- Directed by: Barry Avrich
- Produced by: Randy Lennox Barry Avrich Caitlin Cheddie
- Starring: David Foster
- Cinematography: Ken Ng
- Edited by: Eugene Weis
- Production companies: Melbar Entertainment Group Bell Media Studios
- Distributed by: Bell Media
- Release date: September 9, 2019 (TIFF);
- Running time: 91 minutes
- Country: Canada
- Language: English

= David Foster: Off the Record =

David Foster: Off the Record is a 2019 Canadian documentary film, directed by Barry Avrich.

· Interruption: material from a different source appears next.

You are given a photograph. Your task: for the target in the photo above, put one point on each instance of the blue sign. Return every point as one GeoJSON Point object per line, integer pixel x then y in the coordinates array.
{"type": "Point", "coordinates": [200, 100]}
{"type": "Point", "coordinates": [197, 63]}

The film profiles influential Canadian record producer David Foster, through a mix of archival footage and interviews with Foster, his family, and musicians who have worked with him including Barbra Streisand, Lionel Richie, Michael Bublé, Céline Dion, Quincy Jones, Clive Davis, Josh Groban, Kristin Chenoweth, Peter Cetera, Diane Warren and Carol Bayer Sager.

The film premiered at the 2019 Toronto International Film Festival as a TIFF Special Event. Following its television broadcast in 2020, it received a Canadian Screen Award nomination for Best Biography or Arts Documentary Program or Series at the 9th Canadian Screen Awards in 2021.